I am hopping mad. Anybody hear of these issues with the W8? Anybody seeking legal recourse? Any groups coming together? Any advice on what I should do?


----------



## Jay-Bee (Sep 22, 2007)

1200$ to replace a thermostat? Ouch... 12,500$ for an engine, **** me sideways.

I knew these were a nightmare to work on but that is unreal.
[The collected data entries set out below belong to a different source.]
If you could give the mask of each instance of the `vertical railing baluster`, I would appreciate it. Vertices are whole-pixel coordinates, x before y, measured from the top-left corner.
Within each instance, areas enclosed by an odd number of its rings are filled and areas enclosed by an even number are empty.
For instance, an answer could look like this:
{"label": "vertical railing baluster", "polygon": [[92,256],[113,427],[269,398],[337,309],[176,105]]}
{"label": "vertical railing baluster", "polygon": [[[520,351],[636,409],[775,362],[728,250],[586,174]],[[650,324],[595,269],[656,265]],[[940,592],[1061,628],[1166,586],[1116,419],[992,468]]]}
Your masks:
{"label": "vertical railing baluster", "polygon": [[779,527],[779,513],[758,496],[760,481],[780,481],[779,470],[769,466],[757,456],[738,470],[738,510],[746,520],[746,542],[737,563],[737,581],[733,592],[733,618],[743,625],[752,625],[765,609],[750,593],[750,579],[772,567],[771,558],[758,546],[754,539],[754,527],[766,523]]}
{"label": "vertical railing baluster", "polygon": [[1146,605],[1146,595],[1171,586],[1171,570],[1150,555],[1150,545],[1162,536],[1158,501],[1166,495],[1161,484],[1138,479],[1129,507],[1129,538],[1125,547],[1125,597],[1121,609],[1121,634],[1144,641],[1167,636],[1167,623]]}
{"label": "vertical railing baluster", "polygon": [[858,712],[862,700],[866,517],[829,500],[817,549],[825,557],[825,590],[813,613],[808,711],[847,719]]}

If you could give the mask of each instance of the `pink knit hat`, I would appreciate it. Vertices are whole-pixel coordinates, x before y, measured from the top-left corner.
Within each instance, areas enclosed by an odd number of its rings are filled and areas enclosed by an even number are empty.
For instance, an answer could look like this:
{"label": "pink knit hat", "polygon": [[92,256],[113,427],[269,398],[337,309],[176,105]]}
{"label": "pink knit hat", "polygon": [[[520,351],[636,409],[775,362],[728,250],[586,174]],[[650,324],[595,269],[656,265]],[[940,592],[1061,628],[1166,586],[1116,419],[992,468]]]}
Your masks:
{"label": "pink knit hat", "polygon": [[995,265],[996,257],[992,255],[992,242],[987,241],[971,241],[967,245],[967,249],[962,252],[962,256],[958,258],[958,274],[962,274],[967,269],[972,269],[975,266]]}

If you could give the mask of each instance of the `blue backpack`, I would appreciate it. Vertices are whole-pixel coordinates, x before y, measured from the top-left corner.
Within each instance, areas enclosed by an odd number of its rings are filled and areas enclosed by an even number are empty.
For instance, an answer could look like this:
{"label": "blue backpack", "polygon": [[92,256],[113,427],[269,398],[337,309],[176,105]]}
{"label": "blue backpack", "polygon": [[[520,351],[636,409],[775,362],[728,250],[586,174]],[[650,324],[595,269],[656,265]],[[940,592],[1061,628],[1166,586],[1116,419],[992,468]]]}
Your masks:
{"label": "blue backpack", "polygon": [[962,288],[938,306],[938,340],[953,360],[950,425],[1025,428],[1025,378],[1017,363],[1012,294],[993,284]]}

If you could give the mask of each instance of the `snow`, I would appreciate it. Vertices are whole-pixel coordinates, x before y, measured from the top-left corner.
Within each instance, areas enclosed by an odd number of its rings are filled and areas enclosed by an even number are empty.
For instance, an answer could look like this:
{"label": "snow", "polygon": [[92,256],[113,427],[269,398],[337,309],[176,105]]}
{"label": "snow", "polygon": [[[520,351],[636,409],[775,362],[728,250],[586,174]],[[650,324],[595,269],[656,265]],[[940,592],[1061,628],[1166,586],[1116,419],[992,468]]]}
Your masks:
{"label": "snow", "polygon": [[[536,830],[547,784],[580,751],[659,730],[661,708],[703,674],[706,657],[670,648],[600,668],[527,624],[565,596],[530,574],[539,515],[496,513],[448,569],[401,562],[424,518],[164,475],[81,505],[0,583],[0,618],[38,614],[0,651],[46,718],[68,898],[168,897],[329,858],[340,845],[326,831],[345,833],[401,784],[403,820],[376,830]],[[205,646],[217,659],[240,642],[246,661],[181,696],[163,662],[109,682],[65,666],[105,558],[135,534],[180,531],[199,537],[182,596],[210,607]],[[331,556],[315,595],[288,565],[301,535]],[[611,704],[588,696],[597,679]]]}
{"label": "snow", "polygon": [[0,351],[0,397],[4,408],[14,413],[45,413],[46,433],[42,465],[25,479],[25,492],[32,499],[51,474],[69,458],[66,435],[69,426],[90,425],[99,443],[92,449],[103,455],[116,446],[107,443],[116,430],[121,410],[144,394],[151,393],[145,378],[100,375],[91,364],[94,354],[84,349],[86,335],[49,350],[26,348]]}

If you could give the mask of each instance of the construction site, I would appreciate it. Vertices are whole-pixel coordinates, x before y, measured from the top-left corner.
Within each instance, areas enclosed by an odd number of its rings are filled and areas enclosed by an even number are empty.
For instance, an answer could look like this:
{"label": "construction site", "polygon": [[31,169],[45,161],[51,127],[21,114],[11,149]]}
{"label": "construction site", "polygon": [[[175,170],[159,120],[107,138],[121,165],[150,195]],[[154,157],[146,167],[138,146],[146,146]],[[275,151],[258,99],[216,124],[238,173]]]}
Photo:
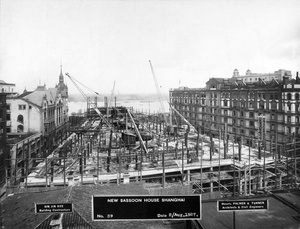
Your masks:
{"label": "construction site", "polygon": [[[151,62],[150,67],[161,102]],[[26,158],[22,167],[11,163],[16,166],[7,171],[8,194],[20,187],[142,182],[149,188],[189,186],[210,198],[299,185],[300,142],[269,141],[267,146],[263,123],[257,138],[229,133],[226,126],[217,136],[206,135],[171,105],[170,112],[156,114],[117,107],[115,84],[98,106],[97,97],[88,97],[66,75],[86,99],[86,113],[69,117],[68,137],[47,158]]]}
{"label": "construction site", "polygon": [[[167,126],[162,114],[125,107],[93,107],[86,116],[73,119],[76,125],[71,122],[62,145],[47,158],[28,159],[36,166],[15,168],[25,176],[10,180],[23,181],[20,186],[25,189],[143,182],[149,188],[189,186],[193,193],[220,197],[299,184],[297,142],[274,143],[273,150],[266,151],[263,145],[246,146],[242,138],[221,131],[219,138],[212,138],[188,123]],[[252,139],[253,146],[258,146],[256,141]],[[8,186],[11,192],[15,188]]]}
{"label": "construction site", "polygon": [[[268,198],[272,209],[277,209],[259,214],[249,211],[249,216],[239,218],[243,228],[253,228],[255,223],[244,222],[252,218],[261,226],[268,217],[274,228],[298,223],[295,201],[299,194],[292,192],[299,189],[300,142],[268,142],[264,125],[257,138],[229,133],[226,128],[218,135],[207,135],[171,105],[169,113],[150,114],[112,105],[107,98],[104,106],[98,106],[97,97],[82,94],[86,112],[69,117],[68,136],[49,156],[23,158],[22,166],[18,166],[19,158],[11,163],[16,166],[7,170],[8,197],[3,206],[10,212],[7,218],[17,220],[4,221],[5,225],[16,228],[26,221],[28,228],[71,224],[82,228],[149,228],[153,224],[164,229],[228,228],[235,225],[235,211],[232,222],[230,213],[216,210],[216,201],[235,198]],[[277,193],[282,191],[286,193]],[[201,194],[203,219],[127,220],[128,227],[124,221],[91,220],[92,196],[134,194]],[[63,202],[74,204],[71,214],[33,214],[32,203]],[[283,204],[288,207],[283,209]],[[272,218],[270,212],[276,216]]]}

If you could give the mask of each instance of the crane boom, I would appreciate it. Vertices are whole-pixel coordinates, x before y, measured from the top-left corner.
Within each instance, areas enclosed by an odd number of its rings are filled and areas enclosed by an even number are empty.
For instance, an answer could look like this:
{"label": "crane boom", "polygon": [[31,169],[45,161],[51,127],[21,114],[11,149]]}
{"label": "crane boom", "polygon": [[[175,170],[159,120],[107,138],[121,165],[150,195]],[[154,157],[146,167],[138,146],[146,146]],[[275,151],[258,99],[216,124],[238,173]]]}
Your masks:
{"label": "crane boom", "polygon": [[171,109],[172,109],[173,111],[175,111],[176,114],[178,114],[178,115],[180,116],[180,118],[182,118],[182,120],[183,120],[187,125],[189,125],[189,127],[190,127],[191,130],[193,130],[193,131],[196,132],[196,133],[198,132],[197,129],[196,129],[196,128],[188,121],[188,120],[186,120],[185,117],[183,117],[183,115],[180,114],[179,111],[176,110],[171,104],[170,104],[170,107],[171,107]]}
{"label": "crane boom", "polygon": [[155,73],[154,73],[154,69],[152,67],[152,64],[151,64],[150,60],[149,60],[149,63],[150,63],[150,68],[151,68],[152,76],[153,76],[154,83],[155,83],[155,88],[156,88],[156,91],[157,91],[157,96],[158,96],[159,103],[160,103],[160,108],[163,112],[165,123],[168,126],[168,120],[167,120],[167,117],[166,117],[166,114],[165,114],[165,107],[164,107],[162,95],[161,95],[161,92],[160,92],[160,89],[159,89],[159,86],[158,86],[158,82],[157,82],[157,79],[156,79],[156,76],[155,76]]}
{"label": "crane boom", "polygon": [[129,117],[130,117],[132,123],[133,123],[134,129],[135,129],[135,131],[136,131],[136,133],[137,133],[137,135],[138,135],[138,138],[139,138],[139,140],[140,140],[140,143],[141,143],[142,146],[143,146],[143,149],[145,150],[145,153],[148,154],[148,151],[147,151],[147,148],[146,148],[146,146],[145,146],[145,144],[144,144],[144,142],[143,142],[142,136],[141,136],[141,134],[140,134],[140,132],[139,132],[139,130],[138,130],[136,124],[135,124],[135,121],[134,121],[134,119],[133,119],[133,117],[132,117],[132,115],[131,115],[131,113],[130,113],[130,111],[129,111],[128,109],[127,109],[127,113],[128,113],[128,115],[129,115]]}
{"label": "crane boom", "polygon": [[[69,79],[72,81],[72,83],[75,85],[75,87],[78,89],[78,91],[80,92],[80,94],[84,97],[84,99],[89,102],[89,99],[87,97],[87,95],[83,92],[83,90],[78,86],[78,84],[76,83],[77,80],[75,80],[73,77],[71,77],[69,75],[69,73],[65,73],[66,76],[69,77]],[[78,81],[77,81],[78,82]],[[95,92],[97,95],[99,95],[97,92]],[[108,120],[103,116],[103,114],[99,111],[99,109],[97,108],[97,106],[93,103],[91,103],[92,108],[96,111],[96,113],[99,115],[99,117],[105,122],[105,124],[108,127],[111,127],[110,123],[108,122]]]}

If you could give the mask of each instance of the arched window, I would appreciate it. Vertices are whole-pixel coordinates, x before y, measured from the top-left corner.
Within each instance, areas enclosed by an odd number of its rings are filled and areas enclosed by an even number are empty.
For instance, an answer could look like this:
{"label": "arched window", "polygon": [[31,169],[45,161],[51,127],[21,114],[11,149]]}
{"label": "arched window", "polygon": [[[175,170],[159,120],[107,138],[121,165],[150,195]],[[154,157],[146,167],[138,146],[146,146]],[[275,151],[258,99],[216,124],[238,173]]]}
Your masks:
{"label": "arched window", "polygon": [[18,115],[17,121],[20,123],[24,123],[23,115]]}
{"label": "arched window", "polygon": [[23,132],[23,131],[24,131],[23,125],[18,125],[18,130],[17,130],[17,132],[20,133],[20,132]]}
{"label": "arched window", "polygon": [[287,100],[291,100],[292,99],[292,95],[291,95],[291,93],[288,93],[287,94]]}
{"label": "arched window", "polygon": [[277,109],[277,102],[276,101],[272,101],[271,102],[271,109],[272,110],[276,110]]}
{"label": "arched window", "polygon": [[295,94],[295,100],[299,100],[299,93]]}

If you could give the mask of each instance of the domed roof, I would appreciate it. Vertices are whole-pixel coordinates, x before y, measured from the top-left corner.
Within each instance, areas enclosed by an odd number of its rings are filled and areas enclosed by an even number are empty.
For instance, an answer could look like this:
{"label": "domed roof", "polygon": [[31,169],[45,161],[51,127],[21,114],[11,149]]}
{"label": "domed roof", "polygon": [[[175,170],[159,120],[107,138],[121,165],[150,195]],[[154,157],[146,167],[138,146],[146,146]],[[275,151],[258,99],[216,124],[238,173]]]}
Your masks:
{"label": "domed roof", "polygon": [[239,70],[234,69],[233,70],[233,76],[239,76]]}
{"label": "domed roof", "polygon": [[247,71],[246,71],[246,75],[251,75],[252,74],[252,72],[250,71],[250,69],[248,69]]}

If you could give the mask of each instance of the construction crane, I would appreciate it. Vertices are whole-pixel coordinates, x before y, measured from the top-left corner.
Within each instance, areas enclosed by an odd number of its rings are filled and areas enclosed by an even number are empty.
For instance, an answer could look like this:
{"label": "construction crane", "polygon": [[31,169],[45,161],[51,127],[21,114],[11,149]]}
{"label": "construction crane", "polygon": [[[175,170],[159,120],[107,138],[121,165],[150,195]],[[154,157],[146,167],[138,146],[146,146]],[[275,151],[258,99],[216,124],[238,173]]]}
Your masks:
{"label": "construction crane", "polygon": [[149,60],[149,63],[150,63],[150,68],[151,68],[152,76],[153,76],[154,83],[155,83],[155,88],[156,88],[157,96],[158,96],[159,103],[160,103],[160,108],[161,108],[161,111],[163,113],[164,121],[165,121],[167,127],[169,127],[170,123],[168,122],[168,119],[167,119],[167,116],[166,116],[166,113],[165,113],[165,107],[164,107],[162,95],[161,95],[161,92],[160,92],[160,89],[159,89],[159,86],[158,86],[158,82],[157,82],[157,79],[156,79],[156,76],[155,76],[155,73],[154,73],[154,69],[152,67],[152,64],[151,64],[150,60]]}
{"label": "construction crane", "polygon": [[142,139],[142,136],[141,136],[141,134],[140,134],[140,131],[139,131],[139,129],[137,128],[137,126],[136,126],[136,124],[135,124],[135,121],[134,121],[134,119],[133,119],[133,117],[132,117],[130,111],[129,111],[128,109],[126,109],[126,110],[127,110],[127,113],[128,113],[128,115],[129,115],[129,117],[130,117],[130,119],[131,119],[131,122],[132,122],[132,124],[133,124],[134,129],[135,129],[135,132],[136,132],[136,134],[137,134],[137,136],[138,136],[138,138],[139,138],[139,140],[140,140],[140,143],[142,144],[142,147],[143,147],[143,149],[145,150],[145,153],[148,154],[147,147],[146,147],[145,144],[144,144],[144,141],[143,141],[143,139]]}
{"label": "construction crane", "polygon": [[178,110],[176,110],[171,104],[170,104],[170,108],[190,127],[190,130],[197,133],[197,129],[188,121],[186,120],[185,117],[183,117],[182,114],[179,113]]}
{"label": "construction crane", "polygon": [[[83,92],[83,90],[78,86],[77,83],[83,85],[82,83],[80,83],[78,80],[76,80],[74,77],[70,76],[69,73],[65,73],[66,76],[69,77],[69,79],[72,81],[72,83],[75,85],[75,87],[78,89],[78,91],[80,92],[80,94],[84,97],[84,99],[89,102],[89,98],[87,97],[87,95]],[[84,85],[83,85],[84,86]],[[96,95],[99,96],[99,93],[93,91]],[[99,109],[97,108],[97,105],[95,105],[94,103],[91,103],[92,108],[96,111],[96,113],[99,115],[99,117],[104,121],[104,123],[111,128],[111,125],[109,123],[109,121],[103,116],[103,114],[99,111]]]}

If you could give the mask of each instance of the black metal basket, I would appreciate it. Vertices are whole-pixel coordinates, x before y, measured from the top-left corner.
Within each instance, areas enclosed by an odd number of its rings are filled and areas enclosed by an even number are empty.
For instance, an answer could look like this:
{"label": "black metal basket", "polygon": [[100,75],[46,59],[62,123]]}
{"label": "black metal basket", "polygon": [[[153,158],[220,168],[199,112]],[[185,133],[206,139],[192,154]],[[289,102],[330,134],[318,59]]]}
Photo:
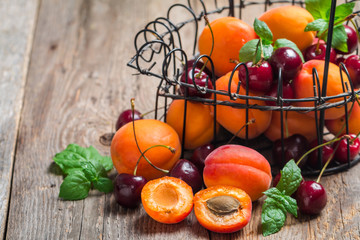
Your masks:
{"label": "black metal basket", "polygon": [[[354,102],[356,100],[356,94],[360,92],[360,90],[355,91],[351,81],[348,81],[350,86],[347,84],[347,82],[344,81],[344,78],[349,77],[349,73],[345,67],[345,65],[340,64],[339,71],[341,74],[341,81],[342,81],[342,88],[343,93],[336,95],[336,96],[326,96],[326,89],[327,89],[327,78],[328,78],[328,69],[329,69],[329,59],[330,59],[330,48],[326,48],[326,58],[325,58],[325,69],[324,69],[324,75],[323,75],[323,87],[322,90],[320,90],[320,84],[319,84],[319,77],[316,69],[313,69],[313,89],[314,89],[314,97],[311,98],[304,98],[304,99],[285,99],[282,97],[282,78],[281,78],[281,71],[279,72],[278,76],[278,96],[276,98],[270,97],[270,96],[250,96],[249,95],[249,88],[248,84],[246,84],[246,95],[241,95],[239,93],[239,87],[237,92],[224,92],[224,91],[218,91],[215,88],[209,89],[207,87],[200,87],[195,84],[195,81],[193,84],[188,84],[180,81],[180,76],[182,71],[184,71],[184,66],[181,64],[182,62],[187,62],[188,54],[183,50],[182,47],[182,39],[180,31],[183,29],[185,25],[193,24],[194,25],[194,43],[192,47],[192,53],[191,57],[195,57],[195,63],[193,65],[193,69],[195,68],[195,65],[198,61],[206,61],[206,59],[210,62],[211,66],[213,66],[213,62],[211,60],[211,57],[207,55],[196,55],[196,45],[197,45],[197,36],[198,36],[198,30],[199,30],[199,22],[201,21],[202,17],[204,15],[213,15],[213,14],[219,14],[224,11],[228,11],[229,16],[234,16],[235,12],[238,11],[239,18],[241,18],[242,13],[244,9],[247,6],[250,5],[257,5],[257,6],[263,6],[264,11],[268,9],[269,6],[273,4],[279,4],[279,3],[289,3],[292,5],[299,5],[304,6],[303,1],[286,1],[286,0],[278,0],[278,1],[271,1],[266,0],[264,2],[250,2],[245,0],[240,0],[239,4],[236,4],[234,0],[229,0],[227,6],[219,6],[217,1],[214,0],[212,4],[215,6],[214,10],[208,11],[206,4],[203,0],[199,0],[199,3],[202,7],[202,11],[198,14],[195,13],[194,9],[191,6],[190,0],[187,1],[187,5],[185,4],[174,4],[172,5],[168,11],[166,17],[159,17],[156,18],[154,21],[149,22],[145,28],[141,31],[139,31],[134,40],[134,46],[136,50],[135,56],[131,58],[131,60],[128,62],[128,66],[136,69],[138,73],[143,75],[148,75],[151,77],[155,77],[160,79],[160,83],[157,88],[156,92],[156,103],[155,103],[155,118],[158,118],[158,110],[159,109],[159,97],[163,97],[164,100],[164,116],[166,116],[167,112],[167,103],[168,99],[185,99],[185,109],[186,109],[186,102],[191,101],[197,101],[202,102],[203,104],[209,104],[214,106],[214,132],[216,131],[216,106],[217,105],[226,105],[226,106],[232,106],[236,108],[242,108],[246,110],[246,122],[249,121],[248,116],[248,110],[249,109],[259,109],[263,111],[279,111],[280,112],[280,126],[281,126],[281,142],[282,146],[284,145],[284,132],[283,132],[283,115],[286,111],[298,111],[298,112],[314,112],[315,113],[315,121],[316,121],[316,131],[317,131],[317,138],[318,142],[323,141],[323,135],[324,135],[324,124],[325,124],[325,110],[329,108],[335,108],[335,107],[342,107],[344,106],[345,109],[345,126],[346,126],[346,133],[349,132],[348,128],[348,107],[347,103]],[[207,2],[209,3],[209,2]],[[329,30],[328,30],[328,42],[327,44],[331,45],[331,39],[333,34],[333,23],[334,23],[334,13],[335,13],[335,6],[336,6],[336,0],[332,0],[332,7],[330,12],[330,24],[329,24]],[[172,22],[171,15],[176,9],[182,9],[182,11],[187,11],[192,18],[185,19],[184,21],[180,23],[174,23]],[[159,59],[159,60],[158,60]],[[161,73],[158,73],[154,71],[154,67],[156,65],[161,66]],[[247,67],[244,63],[239,63],[236,65],[236,67],[233,69],[232,75],[230,77],[229,86],[232,81],[233,74],[235,71],[240,67]],[[185,71],[187,71],[188,66],[185,64]],[[212,78],[207,79],[208,84],[209,81],[212,82],[212,85],[215,87],[215,74],[214,74],[214,68],[212,67]],[[193,76],[194,77],[194,76]],[[186,81],[187,82],[187,81]],[[316,85],[317,83],[317,85]],[[240,83],[239,83],[240,84]],[[182,86],[185,87],[186,91],[185,94],[180,95],[177,91],[177,89]],[[212,99],[206,99],[201,97],[190,97],[188,96],[188,89],[189,88],[195,88],[198,91],[201,91],[203,93],[212,93],[213,98]],[[229,87],[230,89],[230,87]],[[243,99],[245,100],[245,104],[238,104],[230,101],[219,101],[217,100],[217,95],[227,95],[231,100],[235,99]],[[335,102],[331,101],[333,99],[337,99]],[[249,104],[249,100],[261,100],[261,101],[273,101],[276,102],[276,106],[263,106],[263,105],[251,105]],[[296,102],[309,102],[312,101],[314,103],[314,106],[312,107],[300,107],[295,106],[293,104],[290,104],[289,106],[284,105],[285,102],[287,103],[296,103]],[[331,102],[330,102],[331,101]],[[184,146],[184,140],[185,140],[185,128],[186,128],[186,111],[184,111],[184,118],[183,118],[183,146]],[[246,131],[246,139],[244,141],[245,145],[249,145],[248,141],[248,126],[245,128]],[[214,134],[215,139],[214,142],[216,143],[216,134]],[[271,146],[269,146],[271,147]],[[282,148],[283,149],[283,148]],[[284,152],[284,151],[283,151]],[[318,152],[319,156],[319,166],[321,165],[322,161],[322,151],[319,149]],[[348,148],[348,159],[350,156],[350,151]],[[283,154],[284,159],[284,154]],[[354,166],[356,163],[360,161],[360,156],[357,156],[353,161],[348,161],[345,164],[339,164],[335,163],[332,167],[329,167],[325,170],[324,174],[329,175],[336,172],[344,171],[352,166]],[[305,168],[303,169],[302,173],[305,176],[315,176],[318,175],[320,170],[312,169],[312,168]]]}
I know some people have claimed engine failure to insurance and had the work done.

Might be worth a shot, there is a source to every issue, I would take the car to a different shop, something happened, oil pump failed, oil passage blocked, dented oil pan... something caused the issue.

I work with a lot of high end clients doing IT work, if I ever told them "Yea it's broken, and I can fix it for a ridiculous fee, but I don't know what caused it" i'd be cleaning out my desk right now.


----------



## mperew8 (Jul 31, 2010)

*W8 problems.*

I've never heard this problem before with the oil as far as $1200 for the thermostat they saw your wallet in your sights same with 12.5K just for parts with the motor. Don't pay. First off the motor is for sale from VW parts outlet for $4100 and the work involved really isn't that bad. As far as the thermostat goes the part is for sale online for about $400 and it takes about an hour to install maybe 2. The W8 is just a car that generally needs very carefully upkeep or it breaks very badly. Keep up on it and its like any other VW. *knock on wood*


----------



## Mikes4288 (Apr 20, 2009)

That is insane for a motor


----------



## nonameuser (Oct 3, 2010)

iiish for 12.5k I would drop a GM LS6 with a T56 in there


----------



## rglinnett (Nov 24, 2011)

*W8 engine for sale*

see my classified posting for sale in B5 Passat


----------



## RadoCC (Apr 8, 2003)

$12,500 for a replacement engine???? That's how much I bought my W8 for.  Unfortunately, this is a rare engine, and any major work that needs to be done to it requires that it be dropped. The labor hours of doing that is insane. I immediately bought an extended warranty after purchasing my car. Hopefully, nothing like this happens to me, but I'm curious to find out what happens with your car. Good luck.


----------



## gcwalla (Mar 6, 2005)

I have a motor out of a '02 I am parting out. Has 98k on the motor. PM if your interested. Runs great no problems with engine. I took a video snap shot of it before I pulled it out.


----------



## VWPassatW8_UA (Jul 11, 2007)

*w8 engine*

my engine went out too the problem ended up being a bent rod , at 112k , if you find a way to sue vw im on the same boat


----------



## W8forPHIL (Feb 15, 2012)

Where are you located?


----------



## gcwalla (Mar 6, 2005)

I have my W8 on the garage floor, I am in Kansas City.
It looks like the valve cover gaskets are leaking on it, if your interested I would go ahead and replace them. I also have video of it running before I took it out.


----------